What type of sacred art is relevant today? Conference in Naples in person and online

On 6 and 7 May, at the via Petrarca site in Naples, the first conference of 2022 will be held online. It is promoted by the Scuola di Alta Formazione di Arte e Teologia (Safat) of the Pontificia Facoltà dell’Italia Meridionale (PFTIM) Sezione San Luigi, in collaboration with the Fondazione Culturale San Fedele of Milan and with the patronage of the Fondazione Posillipo. Dedicated to the theme “What type of sacred art is relevant today?”, the two-day event will take an interdisciplinary approach towards this topic and art critics, artists, philosophers, liturgy experts and other experts in the field will participate.

Liturgy and imagery

Giorgio Agnisola and Andrea Dall’Asta, scientific directors of the event, explain: “The conference is intended as an opportunity to discuss the future of sacred art, in a close relationship between the liturgy and the various ways in which society interprets and elaborates on one of the central themes of contemporary life, namely the image. This is considered as a true research laboratory to continue over the years, together with the teaching staff and students, to expand further the School’s network of collaboration, and contribute to finally make the dialogue between art and church flourish again”.
On May 6, after the welcoming speeches of the co-director of Safat, Giuliana Albano, the dean of the PFTIM San Luigi Section, Mario Imperatori SJ, and the headmaster of the PFTIM, Fr Emilio Salvatore, the director of Safat, Jean Paul Hernandez SJ, will open the event with a talk on the theme “Going back to the past to develop the present”.

Creativity and spirituality

In Western culture, and in Europe in particular,” Hernandez the director highlights, “we are in a historical moment when we are probably overcoming an intellectual schizophrenia that had, in the last century and a half, separated artistic creativity from the spiritual dimension, from the deepest roots of our religious and spiritual traditions and, above all, from the demand for deeper meaning, which lies in every human heart and which leads the heart to recognise its own limits and turn to something that is much higher. This is therefore a privileged time to interpret this reunion between art and spirituality, which is not a return to the past but a rediscovery of the past with new fruition. Rediscovering this intrinsic link between art and theology, between art and mystery, has a totally new fruition compared to a thousand or five hundred years ago. The time of schizophrenia has been a time to discover this relationship: the conference aims precisely to show that art is searching for and meditating profoundly on the mystery, but it is also aiming to be of help to the more explicitly sacred spheres that are searching for new languages, a search that the Church itself finds difficult to pursue”.

Liturgical art in Italy

Coordinated by Andrea Dall’Asta sj, director of Galleria San Fedele in Milan, the session dedicated to the relationship between liturgy and aesthetics will then begin. In the afternoon, Giorgio Agnisola, coordinator of Safat’s research area, will moderate the session on the panorama of sacred art in Europe and Italy.

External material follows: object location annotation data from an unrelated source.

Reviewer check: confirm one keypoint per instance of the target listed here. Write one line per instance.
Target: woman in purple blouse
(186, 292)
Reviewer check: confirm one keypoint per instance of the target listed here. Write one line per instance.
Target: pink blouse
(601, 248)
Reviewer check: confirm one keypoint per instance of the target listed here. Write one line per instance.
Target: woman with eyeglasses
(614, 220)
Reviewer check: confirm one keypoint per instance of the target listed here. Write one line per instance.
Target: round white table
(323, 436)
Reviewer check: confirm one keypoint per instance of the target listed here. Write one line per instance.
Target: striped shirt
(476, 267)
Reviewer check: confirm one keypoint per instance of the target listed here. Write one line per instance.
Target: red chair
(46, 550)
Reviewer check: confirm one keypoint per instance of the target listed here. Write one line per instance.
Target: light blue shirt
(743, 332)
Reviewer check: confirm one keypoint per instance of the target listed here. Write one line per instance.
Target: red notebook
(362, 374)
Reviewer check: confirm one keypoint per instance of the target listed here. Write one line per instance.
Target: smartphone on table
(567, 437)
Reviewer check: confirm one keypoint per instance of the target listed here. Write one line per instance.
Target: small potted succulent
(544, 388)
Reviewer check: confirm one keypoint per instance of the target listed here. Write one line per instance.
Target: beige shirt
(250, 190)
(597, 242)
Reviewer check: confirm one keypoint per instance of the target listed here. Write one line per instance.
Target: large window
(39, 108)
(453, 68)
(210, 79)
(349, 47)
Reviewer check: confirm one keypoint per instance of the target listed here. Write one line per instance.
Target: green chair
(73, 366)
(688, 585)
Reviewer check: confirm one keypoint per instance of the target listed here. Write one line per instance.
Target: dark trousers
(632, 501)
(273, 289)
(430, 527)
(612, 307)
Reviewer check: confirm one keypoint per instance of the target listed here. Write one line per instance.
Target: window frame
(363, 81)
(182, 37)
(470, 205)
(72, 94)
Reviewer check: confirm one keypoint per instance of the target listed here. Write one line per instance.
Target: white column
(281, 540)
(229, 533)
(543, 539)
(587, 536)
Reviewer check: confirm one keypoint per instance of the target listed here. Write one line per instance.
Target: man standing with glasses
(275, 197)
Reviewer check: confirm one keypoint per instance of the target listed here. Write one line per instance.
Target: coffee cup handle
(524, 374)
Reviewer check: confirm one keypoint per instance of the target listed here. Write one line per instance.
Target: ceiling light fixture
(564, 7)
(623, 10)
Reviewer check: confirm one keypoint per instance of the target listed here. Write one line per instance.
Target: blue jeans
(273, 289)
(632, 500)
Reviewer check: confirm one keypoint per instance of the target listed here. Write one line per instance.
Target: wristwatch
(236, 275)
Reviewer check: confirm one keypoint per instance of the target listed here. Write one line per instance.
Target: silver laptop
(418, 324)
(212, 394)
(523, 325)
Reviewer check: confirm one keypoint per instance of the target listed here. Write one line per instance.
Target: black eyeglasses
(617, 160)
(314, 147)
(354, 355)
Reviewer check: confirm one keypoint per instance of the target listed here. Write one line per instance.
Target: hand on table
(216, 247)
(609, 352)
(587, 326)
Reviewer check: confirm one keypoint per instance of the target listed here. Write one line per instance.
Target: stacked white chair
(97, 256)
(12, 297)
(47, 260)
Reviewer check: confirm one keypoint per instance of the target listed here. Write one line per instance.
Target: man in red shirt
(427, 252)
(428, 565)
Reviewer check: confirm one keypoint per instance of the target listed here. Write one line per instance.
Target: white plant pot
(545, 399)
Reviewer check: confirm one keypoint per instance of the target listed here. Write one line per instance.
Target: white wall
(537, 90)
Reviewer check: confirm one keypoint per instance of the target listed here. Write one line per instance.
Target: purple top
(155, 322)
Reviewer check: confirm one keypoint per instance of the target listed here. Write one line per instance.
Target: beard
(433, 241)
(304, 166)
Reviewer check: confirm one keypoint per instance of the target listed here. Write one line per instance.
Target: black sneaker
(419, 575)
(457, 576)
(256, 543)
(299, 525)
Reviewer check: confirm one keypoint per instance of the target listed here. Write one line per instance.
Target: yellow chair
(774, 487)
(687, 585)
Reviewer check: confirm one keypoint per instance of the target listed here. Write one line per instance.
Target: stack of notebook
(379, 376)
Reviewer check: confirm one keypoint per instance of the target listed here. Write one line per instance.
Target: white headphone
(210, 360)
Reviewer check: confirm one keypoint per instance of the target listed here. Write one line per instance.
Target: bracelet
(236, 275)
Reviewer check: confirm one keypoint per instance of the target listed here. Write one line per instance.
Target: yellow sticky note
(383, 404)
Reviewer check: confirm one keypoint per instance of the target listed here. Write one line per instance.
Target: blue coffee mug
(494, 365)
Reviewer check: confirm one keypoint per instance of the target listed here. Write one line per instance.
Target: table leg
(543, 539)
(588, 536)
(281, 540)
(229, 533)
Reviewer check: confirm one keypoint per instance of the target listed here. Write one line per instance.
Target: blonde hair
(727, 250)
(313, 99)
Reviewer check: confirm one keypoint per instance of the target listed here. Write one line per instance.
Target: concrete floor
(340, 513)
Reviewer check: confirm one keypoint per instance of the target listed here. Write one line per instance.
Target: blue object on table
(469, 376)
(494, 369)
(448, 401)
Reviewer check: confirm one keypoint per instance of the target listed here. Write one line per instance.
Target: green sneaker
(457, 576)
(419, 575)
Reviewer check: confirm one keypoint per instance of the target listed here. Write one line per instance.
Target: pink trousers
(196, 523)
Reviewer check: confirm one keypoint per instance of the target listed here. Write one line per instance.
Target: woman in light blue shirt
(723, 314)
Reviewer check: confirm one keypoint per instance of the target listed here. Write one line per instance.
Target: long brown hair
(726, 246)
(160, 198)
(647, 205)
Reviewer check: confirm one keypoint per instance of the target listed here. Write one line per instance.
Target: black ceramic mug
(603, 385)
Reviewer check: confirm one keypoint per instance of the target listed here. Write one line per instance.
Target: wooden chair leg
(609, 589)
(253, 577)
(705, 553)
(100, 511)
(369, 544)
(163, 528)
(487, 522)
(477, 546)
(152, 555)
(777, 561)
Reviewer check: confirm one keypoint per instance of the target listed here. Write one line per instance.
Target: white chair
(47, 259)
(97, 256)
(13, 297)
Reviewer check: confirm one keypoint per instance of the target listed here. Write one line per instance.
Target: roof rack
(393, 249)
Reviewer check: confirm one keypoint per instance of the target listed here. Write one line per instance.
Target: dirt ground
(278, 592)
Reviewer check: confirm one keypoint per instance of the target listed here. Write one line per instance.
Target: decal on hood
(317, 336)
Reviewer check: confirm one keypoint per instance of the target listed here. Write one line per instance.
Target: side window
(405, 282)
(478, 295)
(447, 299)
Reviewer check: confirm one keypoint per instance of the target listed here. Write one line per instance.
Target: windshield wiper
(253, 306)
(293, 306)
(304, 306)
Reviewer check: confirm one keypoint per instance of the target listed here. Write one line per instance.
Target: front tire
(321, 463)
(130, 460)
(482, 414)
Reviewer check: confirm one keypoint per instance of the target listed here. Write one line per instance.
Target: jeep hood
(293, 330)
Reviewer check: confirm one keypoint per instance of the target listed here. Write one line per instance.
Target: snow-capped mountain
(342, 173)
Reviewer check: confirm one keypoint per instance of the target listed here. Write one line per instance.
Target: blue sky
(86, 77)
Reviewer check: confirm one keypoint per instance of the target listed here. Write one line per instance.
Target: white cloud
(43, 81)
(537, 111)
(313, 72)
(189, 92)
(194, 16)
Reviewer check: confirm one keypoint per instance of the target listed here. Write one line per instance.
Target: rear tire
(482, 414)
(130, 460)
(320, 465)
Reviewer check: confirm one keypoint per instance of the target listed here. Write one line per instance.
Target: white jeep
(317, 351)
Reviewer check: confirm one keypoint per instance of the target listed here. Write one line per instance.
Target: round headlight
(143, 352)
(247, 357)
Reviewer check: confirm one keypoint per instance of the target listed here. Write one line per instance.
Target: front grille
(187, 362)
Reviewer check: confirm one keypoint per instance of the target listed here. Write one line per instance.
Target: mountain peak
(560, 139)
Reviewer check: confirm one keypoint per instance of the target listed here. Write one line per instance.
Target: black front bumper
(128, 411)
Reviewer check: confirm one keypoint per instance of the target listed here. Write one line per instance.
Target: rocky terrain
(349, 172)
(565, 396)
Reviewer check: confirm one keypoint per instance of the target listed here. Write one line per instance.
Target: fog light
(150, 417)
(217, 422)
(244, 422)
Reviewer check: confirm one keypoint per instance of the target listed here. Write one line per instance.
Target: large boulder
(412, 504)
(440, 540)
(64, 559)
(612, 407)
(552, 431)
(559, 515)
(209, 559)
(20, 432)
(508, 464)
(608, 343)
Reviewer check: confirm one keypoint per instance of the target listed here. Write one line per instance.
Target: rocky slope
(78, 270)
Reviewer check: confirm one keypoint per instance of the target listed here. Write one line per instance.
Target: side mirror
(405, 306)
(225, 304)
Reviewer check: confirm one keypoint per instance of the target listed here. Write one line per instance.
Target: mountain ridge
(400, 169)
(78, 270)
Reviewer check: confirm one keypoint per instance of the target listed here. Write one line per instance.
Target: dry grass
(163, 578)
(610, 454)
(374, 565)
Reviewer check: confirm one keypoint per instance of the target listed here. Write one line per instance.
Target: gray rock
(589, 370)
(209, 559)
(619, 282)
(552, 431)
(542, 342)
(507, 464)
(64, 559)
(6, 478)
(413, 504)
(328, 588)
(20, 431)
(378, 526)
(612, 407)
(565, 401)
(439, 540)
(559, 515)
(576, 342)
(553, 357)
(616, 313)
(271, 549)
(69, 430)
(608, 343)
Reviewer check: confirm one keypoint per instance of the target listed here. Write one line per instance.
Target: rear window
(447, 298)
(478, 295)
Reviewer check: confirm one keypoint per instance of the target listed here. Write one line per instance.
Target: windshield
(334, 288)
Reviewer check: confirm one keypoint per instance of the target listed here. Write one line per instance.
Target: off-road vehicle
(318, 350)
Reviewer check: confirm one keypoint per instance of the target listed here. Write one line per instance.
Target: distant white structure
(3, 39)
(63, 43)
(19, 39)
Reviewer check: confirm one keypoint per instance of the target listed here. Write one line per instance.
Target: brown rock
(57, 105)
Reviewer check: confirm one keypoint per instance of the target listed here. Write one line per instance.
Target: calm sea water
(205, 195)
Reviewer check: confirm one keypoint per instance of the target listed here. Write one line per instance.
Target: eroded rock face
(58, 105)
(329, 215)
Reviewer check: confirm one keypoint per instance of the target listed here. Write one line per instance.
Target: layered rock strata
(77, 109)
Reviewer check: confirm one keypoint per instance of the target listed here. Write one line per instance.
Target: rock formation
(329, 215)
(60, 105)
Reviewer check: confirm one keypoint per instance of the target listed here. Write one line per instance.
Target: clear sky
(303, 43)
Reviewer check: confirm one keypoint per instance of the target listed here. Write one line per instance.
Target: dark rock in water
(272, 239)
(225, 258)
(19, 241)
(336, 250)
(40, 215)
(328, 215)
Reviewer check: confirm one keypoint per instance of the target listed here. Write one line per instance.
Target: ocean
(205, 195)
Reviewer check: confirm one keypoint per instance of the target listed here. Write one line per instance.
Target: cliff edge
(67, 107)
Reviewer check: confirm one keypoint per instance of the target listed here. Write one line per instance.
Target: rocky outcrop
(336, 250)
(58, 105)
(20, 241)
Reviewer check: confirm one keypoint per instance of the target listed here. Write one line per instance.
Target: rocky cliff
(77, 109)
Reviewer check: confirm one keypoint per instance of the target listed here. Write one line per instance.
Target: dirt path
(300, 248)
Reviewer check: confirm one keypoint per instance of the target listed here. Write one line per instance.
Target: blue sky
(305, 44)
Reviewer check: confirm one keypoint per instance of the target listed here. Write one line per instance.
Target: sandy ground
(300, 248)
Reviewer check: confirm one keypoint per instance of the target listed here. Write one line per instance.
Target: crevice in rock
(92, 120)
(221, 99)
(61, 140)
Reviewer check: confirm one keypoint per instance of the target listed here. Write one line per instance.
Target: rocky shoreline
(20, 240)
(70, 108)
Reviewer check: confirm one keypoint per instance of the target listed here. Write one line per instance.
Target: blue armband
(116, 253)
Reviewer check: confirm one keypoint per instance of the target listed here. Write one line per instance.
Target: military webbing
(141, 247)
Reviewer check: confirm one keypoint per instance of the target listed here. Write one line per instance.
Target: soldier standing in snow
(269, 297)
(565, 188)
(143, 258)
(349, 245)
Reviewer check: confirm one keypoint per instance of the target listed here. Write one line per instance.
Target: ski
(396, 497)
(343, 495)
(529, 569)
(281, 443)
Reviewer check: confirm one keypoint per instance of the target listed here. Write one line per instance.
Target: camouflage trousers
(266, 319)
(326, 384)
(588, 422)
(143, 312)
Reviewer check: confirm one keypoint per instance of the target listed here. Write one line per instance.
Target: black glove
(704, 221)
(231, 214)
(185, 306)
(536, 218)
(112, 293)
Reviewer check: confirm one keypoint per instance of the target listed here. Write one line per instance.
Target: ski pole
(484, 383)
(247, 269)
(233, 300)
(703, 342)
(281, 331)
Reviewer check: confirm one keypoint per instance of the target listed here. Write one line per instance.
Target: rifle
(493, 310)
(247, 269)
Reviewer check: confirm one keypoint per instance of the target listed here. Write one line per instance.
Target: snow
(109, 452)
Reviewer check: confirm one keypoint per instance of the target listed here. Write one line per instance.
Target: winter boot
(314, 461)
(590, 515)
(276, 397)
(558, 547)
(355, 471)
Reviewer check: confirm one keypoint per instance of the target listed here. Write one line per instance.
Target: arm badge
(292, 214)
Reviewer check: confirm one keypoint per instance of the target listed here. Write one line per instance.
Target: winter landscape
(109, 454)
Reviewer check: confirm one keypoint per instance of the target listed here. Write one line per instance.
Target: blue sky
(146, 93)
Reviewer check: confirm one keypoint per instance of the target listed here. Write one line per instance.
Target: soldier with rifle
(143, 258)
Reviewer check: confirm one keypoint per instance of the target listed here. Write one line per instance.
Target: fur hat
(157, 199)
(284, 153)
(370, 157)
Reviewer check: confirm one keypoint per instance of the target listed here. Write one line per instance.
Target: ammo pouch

The day will end with five working groups. On 7 May the day will begin with a session dedicated to examples of liturgical art interventions in Italy, moderated by Safat’s co- director, Giuliana Albano. Professor Andrea Dall’Asta will be in charge of the conclusions. The afternoon will be devoted to a guided tour that aims to offer an insight into contemporary art in Naples.

The School of Higher Education in Art and Theology

The School of Higher Education in Art and Theology of the Pontifical Theological Faculty of Southern Italy, St. Louis Section, has been carrying out its activities since 2006, with the aim of focusing on the relationship between art and the sacred, both in the historical-artistic and theological perspective, as well as in the perspective of communication and understanding and production of art and its proposed mechanisms and fruition. The years and the experience gained have allowed a constant evolution that led to the turning point, in 2020, with the establishment of the Diploma of Art and Theology, a unique award in Italy.